L’évacuation des passagers et des membres de l’équipage du MV Hondius, où un foyer d’hantavirus a été détecté, fait débat. Le virus a provoqué la mort de trois personnes sur le navire de croisière. Une Française, présente à bord et de retour en France, a été testée positive, c’est aussi le cas pour un passager américain.
Les craintes autour de l’arrivée d’une épidémie d’hantavirus sont présentes.
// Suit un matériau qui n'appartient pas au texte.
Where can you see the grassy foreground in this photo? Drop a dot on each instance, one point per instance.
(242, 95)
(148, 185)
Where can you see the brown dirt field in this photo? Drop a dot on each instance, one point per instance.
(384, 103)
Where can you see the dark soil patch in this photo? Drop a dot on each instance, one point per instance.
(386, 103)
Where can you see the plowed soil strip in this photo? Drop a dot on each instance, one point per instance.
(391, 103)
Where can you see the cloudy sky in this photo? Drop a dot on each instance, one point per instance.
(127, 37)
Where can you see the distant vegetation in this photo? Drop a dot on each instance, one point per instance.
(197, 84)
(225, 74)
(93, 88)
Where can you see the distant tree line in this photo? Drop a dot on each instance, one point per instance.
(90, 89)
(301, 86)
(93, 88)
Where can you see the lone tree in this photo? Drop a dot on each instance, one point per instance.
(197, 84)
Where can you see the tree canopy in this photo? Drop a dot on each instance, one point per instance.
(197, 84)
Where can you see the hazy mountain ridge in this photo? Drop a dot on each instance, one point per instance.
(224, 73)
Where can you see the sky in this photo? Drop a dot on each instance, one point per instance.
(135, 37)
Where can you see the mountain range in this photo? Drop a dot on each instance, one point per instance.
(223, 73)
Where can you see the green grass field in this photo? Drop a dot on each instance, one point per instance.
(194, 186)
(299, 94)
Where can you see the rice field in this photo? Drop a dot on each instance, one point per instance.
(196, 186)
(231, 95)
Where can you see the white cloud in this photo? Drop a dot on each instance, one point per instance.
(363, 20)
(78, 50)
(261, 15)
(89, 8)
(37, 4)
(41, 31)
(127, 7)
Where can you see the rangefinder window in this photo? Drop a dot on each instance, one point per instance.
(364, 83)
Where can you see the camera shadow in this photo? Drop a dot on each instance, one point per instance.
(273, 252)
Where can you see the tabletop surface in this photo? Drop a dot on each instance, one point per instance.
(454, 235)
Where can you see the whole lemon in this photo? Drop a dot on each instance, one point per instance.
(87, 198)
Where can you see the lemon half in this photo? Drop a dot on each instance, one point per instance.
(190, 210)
Sur LCI, lundi 11 mai, l’infectiologue Robert Sebbag tacle l’Organisation mondiale de la santé (OMS) après l’évacuation des personnes. « C’était la responsabilité de l’OMS de donner des consignes aux pays et d’exiger le non-retour de tous les patients à travers le monde »
, souligne le spécialiste.
Pour Robert Sebbag, il aurait été possible de laisser les personnes sur le navire de croisière ou de les placer à l’isolement au même endroit, « avec des examens réguliers »
, afin d’éviter leur dispersion. Les pays concernés ont le choix dans le protocole de suivi à mettre en place.
« Vous n’êtes pas certain que les gestes barrières vont être utilisés, que toutes les analyses soient faites de manière rigoureuse partout »
, poursuit l’infectiologue dans la séquence en tête de cet article.